Why the Middle East? I happen to live in Dubai. I don't think that living in the Middle East makes mine or my son's diabetic experience any more unique or challenging than it does elsewhere in the developed world.

I hope you stick around, or read something you like. Feel free to comment and join the conversation, subscribe or follow this blog by liking the Facebook page Diapoint.

Please note: This blog does not give medical advice. I am opinionated, and I share my experiences, but the first rule of diabetes is to follow up with your doctor and/or nurse educator about your care, diagnosis or medication. If you do not have a medical practitioner that is helping you find your way through this crazy world, then do not give up until you find the right one.

Tuesday, November 1, 2016


The year is wrapping up so quickly. We are already into November! Today is November 1st. Wow.

November is not just important because it is the month before December and for many the last mad dash to finalize things before the year end.

It is an incredibly important month that is relevant to many people throughout the world. It is an important time to share information, be active and learn more about the issues.

This is the very important month that the world comes together to raise awareness about diabetes.

The first ever World Diabetes Month was recognized back in 2007. World Diabetes Day is November 14th. This is the day that Dr. Fredrick Banting was born. His birth is significant because he discovered insulin in 1922.

Despite the many global and local campaigns and initiatives, there are still so many misconceptions about diabetes! Too many!

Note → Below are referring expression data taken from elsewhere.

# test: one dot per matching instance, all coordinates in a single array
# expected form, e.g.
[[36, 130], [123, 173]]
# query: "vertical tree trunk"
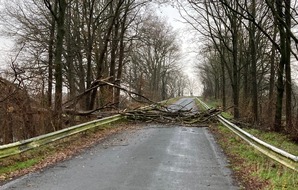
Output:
[[235, 84], [280, 70], [51, 56], [252, 36], [288, 66]]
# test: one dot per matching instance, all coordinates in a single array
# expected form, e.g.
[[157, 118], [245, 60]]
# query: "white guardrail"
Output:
[[281, 156], [22, 146]]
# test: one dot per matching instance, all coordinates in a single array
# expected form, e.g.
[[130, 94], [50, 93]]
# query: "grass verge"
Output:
[[253, 169], [42, 157]]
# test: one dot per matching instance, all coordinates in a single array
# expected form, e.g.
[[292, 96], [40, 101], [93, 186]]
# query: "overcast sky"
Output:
[[167, 12]]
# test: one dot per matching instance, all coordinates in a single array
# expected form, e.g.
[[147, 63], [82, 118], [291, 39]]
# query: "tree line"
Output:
[[74, 57], [248, 49]]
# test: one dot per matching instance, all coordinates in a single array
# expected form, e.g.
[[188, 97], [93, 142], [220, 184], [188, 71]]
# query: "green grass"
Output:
[[276, 139], [20, 165], [251, 164]]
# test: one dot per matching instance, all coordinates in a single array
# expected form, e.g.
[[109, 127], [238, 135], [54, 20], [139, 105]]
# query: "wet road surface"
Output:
[[150, 158]]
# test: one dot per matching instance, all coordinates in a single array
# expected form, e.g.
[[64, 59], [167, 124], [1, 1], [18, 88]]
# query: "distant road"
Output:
[[153, 157]]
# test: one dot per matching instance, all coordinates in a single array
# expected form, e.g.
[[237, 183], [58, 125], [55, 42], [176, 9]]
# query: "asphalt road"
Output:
[[151, 158]]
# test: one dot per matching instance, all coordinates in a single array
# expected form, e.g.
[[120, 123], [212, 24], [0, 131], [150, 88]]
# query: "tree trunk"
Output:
[[51, 55], [58, 64], [280, 70], [252, 36], [288, 82]]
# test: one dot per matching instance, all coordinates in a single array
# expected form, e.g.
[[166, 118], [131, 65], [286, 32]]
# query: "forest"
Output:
[[73, 58], [250, 58]]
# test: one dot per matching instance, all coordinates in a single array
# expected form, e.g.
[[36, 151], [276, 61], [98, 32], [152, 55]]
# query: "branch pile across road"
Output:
[[165, 115]]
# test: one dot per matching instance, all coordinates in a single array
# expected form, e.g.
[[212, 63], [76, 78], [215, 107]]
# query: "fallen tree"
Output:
[[169, 116]]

At Diapoint, I am participating in several local activities this month. I will also be sharing diabetic facts and busting some diabetic myths across my social media.

I will also share a photography series with you that I have been working on called "Diabetes Every Day".  In this documentary, I will highlight the way that diabetes is always with us. Sometimes in our faces, other times in the background. Below is an image from that series.

If you want to stay up to date with my activities, daily facts, images and my other random diabetic thoughts and experiences, you can follow at any of the links on the right side of this page - Facebook, Twitter and Instagram. Hope to see you there!

Have a happy, healthy November!

A routine blood sugar check before dinner. This 8 year old diabetic has to check his blood sugar by pricking his finger at least 5 times a day. It is usually more than that. He sometimes uses a CGM (Continuous Glucose Monitor) which requires fewer finger checks as it transmits the blood sugar numbers to his pump.  Not every diabetic is so fortunate. In some countries, glucose test trips are so expensive, or not available, that children cannot check their blood sugar so frequently - maybe once a day or even less.


  1. I think Diabetes is fairly universal. Not the treatment of course, but disease, and how it plays with the families and people who are affected.

    This item has been referred to the TUDiabetes Blog page for the week of October 31, 2016

    1. Thank you Rick! I completely agree.. The challenges I face here are very similar to the challenges I see people facing in other developed countries in the West - US and Europe.. our kids face the same issues, adults with diabetes face the same it is absolutely universal. The challenges in developing countries are much deeper - I often recall a story of a young diabetic boy in a country in Africa. He had to make a 2 hour trip just to get insulin!